Option-purchase agreements are used in many situations to acquire rights to literary property (i.e. books, screenplays, stage plays, magazine articles, etc.). For instance, producers (and studios) often use option-purchase agreements to obtain the right to make a movie based on a writer’s screenplay. That is, producers use this agreement to obtain permission from the writer to use the desired literary property.
A full discussion of optioning literary property is not within the scope of this article. However, this article will briefly address a few of the material terms negotiated in the option purchase agreement. In particular, the article will address: 1) The scope of rights 2) The option fee 3) The option period 4) The purchase price; and 5) The writer’s credit.
The Scope of Rights
Typically, when a producer seeks to obtain movie rights based on a writer’s screenplay, the producer will also negotiate television rights and the right to release it in ancillary markets such as home video and new media.

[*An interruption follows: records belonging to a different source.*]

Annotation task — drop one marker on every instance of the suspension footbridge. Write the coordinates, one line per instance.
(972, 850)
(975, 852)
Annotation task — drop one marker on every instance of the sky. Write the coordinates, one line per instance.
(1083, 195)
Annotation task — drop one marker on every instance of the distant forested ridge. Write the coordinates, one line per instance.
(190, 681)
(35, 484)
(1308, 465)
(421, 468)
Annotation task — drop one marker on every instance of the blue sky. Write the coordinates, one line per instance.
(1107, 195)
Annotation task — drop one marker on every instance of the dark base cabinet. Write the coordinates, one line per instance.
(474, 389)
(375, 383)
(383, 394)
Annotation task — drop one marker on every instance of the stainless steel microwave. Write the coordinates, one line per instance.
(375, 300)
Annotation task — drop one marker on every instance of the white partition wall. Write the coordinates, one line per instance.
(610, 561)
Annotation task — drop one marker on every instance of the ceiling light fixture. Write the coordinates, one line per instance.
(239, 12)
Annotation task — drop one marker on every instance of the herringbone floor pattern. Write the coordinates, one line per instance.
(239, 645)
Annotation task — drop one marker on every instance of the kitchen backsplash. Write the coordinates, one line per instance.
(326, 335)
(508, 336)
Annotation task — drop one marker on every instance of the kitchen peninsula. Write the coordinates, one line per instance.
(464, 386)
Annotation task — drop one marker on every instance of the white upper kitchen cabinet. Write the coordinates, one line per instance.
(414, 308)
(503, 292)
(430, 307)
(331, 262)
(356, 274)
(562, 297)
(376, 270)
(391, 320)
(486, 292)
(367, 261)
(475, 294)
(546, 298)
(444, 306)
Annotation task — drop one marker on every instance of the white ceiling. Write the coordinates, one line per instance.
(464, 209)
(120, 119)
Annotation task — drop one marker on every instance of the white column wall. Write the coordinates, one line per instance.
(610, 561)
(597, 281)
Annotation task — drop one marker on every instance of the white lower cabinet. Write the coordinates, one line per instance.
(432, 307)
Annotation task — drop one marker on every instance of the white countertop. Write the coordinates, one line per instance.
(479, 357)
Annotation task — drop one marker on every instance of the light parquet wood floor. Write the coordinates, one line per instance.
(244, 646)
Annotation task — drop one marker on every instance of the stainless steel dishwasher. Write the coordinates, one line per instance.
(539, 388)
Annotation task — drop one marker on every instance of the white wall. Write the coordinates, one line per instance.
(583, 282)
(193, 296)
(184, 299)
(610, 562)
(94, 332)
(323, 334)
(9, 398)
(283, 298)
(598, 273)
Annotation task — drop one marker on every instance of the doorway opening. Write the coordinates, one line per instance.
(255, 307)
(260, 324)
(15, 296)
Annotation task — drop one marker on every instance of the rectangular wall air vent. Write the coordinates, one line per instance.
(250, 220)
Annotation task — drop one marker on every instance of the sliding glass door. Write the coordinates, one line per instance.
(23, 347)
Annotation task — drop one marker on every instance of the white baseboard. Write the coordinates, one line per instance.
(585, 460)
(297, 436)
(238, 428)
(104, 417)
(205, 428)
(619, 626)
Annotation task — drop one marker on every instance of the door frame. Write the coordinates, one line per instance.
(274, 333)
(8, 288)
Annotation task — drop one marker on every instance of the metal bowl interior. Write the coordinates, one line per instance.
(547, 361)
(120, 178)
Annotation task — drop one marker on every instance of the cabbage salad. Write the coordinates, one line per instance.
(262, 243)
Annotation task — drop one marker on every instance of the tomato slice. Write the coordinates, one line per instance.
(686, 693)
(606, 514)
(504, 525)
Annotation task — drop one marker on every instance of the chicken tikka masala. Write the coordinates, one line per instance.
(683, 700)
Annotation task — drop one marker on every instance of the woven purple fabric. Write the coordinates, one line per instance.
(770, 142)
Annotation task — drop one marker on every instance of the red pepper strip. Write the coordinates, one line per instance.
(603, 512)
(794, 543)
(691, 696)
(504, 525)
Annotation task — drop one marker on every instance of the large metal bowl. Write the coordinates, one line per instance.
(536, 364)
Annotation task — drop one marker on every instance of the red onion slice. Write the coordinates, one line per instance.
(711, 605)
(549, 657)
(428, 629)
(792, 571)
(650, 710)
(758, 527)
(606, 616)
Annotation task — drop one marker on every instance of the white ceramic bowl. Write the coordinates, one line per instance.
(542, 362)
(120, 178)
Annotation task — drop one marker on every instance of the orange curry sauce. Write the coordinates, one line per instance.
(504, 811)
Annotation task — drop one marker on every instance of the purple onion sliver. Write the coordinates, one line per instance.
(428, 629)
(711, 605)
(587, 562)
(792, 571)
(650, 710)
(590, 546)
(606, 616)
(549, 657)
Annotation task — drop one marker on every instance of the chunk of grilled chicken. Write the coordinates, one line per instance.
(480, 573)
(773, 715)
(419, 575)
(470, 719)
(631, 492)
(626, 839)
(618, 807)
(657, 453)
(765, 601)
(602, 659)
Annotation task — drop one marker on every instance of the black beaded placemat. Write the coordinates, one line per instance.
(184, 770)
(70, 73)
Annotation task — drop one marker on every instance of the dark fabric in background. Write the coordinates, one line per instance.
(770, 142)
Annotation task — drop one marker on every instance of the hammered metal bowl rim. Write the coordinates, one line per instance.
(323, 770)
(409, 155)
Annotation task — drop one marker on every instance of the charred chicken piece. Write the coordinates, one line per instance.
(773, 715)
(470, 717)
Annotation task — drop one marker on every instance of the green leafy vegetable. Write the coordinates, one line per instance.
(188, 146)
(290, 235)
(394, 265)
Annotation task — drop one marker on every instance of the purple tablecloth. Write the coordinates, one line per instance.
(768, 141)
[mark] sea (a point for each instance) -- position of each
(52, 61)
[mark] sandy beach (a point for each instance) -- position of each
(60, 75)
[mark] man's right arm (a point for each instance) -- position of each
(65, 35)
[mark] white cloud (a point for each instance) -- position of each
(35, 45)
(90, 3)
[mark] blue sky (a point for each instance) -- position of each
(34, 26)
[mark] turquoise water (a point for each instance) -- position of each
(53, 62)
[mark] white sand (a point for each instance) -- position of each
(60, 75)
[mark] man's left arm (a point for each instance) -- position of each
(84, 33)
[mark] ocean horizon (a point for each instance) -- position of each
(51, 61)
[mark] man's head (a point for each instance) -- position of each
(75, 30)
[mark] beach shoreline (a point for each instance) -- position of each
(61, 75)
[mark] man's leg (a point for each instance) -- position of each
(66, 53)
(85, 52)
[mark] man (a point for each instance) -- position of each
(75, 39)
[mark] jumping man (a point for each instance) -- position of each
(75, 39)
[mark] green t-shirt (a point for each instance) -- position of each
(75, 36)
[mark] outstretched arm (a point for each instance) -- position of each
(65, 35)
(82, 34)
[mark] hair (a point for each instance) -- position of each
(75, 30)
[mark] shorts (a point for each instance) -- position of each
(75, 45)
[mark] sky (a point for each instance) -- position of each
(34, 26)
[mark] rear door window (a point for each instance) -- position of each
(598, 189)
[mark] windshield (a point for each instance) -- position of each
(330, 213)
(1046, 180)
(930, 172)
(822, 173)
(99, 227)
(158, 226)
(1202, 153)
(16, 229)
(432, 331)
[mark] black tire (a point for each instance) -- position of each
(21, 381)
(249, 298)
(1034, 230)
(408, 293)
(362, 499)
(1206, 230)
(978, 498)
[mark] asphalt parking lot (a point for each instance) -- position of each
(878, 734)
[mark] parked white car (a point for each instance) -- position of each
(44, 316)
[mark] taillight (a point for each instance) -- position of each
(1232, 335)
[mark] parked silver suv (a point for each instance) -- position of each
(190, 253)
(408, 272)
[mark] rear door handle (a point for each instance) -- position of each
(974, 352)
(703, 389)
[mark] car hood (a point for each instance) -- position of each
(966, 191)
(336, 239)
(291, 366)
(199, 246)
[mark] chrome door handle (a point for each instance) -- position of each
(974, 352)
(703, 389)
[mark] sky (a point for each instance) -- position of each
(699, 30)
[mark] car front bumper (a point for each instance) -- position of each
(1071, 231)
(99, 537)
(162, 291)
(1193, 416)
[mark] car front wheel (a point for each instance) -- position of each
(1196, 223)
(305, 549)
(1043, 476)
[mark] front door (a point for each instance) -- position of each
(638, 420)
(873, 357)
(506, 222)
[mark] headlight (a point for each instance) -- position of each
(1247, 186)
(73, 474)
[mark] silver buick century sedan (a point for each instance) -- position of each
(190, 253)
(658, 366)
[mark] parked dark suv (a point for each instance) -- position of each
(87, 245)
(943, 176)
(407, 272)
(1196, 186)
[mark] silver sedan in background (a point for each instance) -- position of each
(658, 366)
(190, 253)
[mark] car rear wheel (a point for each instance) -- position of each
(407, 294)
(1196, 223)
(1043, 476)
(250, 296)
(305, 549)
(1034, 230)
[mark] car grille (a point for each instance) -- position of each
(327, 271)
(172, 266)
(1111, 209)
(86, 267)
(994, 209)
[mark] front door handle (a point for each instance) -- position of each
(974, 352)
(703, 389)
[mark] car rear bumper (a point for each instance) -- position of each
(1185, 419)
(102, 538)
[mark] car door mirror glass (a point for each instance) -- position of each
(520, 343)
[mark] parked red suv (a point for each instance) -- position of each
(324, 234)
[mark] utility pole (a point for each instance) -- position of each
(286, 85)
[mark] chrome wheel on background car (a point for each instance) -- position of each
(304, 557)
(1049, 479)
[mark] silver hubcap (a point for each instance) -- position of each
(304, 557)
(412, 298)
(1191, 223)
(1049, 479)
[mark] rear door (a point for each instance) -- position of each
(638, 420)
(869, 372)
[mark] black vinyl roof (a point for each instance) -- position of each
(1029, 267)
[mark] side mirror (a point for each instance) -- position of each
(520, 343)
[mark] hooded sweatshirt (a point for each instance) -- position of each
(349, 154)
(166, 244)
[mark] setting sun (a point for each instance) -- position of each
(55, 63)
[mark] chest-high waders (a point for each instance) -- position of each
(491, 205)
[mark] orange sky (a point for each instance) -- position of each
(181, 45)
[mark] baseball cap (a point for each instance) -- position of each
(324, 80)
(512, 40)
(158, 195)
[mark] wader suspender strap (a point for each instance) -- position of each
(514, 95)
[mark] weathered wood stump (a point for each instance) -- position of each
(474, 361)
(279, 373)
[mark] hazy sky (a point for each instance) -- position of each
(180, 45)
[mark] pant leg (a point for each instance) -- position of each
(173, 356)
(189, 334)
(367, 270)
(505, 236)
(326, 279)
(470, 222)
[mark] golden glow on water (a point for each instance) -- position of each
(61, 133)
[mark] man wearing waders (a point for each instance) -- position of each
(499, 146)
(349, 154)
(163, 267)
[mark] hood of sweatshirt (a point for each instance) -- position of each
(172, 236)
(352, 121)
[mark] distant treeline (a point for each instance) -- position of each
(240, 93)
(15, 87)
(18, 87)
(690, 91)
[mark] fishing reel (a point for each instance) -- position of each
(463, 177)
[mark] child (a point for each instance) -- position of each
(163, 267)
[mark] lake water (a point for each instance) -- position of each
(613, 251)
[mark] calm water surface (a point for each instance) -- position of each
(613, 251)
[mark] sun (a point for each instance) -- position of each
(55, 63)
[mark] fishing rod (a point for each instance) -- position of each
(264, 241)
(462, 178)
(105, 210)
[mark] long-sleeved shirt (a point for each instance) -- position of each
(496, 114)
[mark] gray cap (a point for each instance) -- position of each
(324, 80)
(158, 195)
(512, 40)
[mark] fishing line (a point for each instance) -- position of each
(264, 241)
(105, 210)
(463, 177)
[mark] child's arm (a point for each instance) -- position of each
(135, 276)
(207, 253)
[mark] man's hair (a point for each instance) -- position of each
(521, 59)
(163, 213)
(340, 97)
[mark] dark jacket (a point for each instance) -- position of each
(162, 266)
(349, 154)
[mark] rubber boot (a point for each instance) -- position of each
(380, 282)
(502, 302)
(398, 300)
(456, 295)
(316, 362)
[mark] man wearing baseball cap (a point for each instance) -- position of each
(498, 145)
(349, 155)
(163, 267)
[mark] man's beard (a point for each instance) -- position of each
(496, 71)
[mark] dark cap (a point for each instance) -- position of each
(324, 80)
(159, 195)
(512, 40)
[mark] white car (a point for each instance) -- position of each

Experienced producers always attempt to acquire all the rights. In the event that the movie is successful, the producer wants the rights to also make sequel and remakes.
Conversely, smart writers reserve certain rights: publication rights, stage rights, radio rights, rights to characters (for a sequel book), music publishing rights, etc.
The Option Fee
The option fee is used to secure exclusive rights in the literary property for a specified period of time. The producer pays the writer a small down payment, the option fee, in exchange for the exclusive right to develop the property by attaching actors, finding a director and arranging financing.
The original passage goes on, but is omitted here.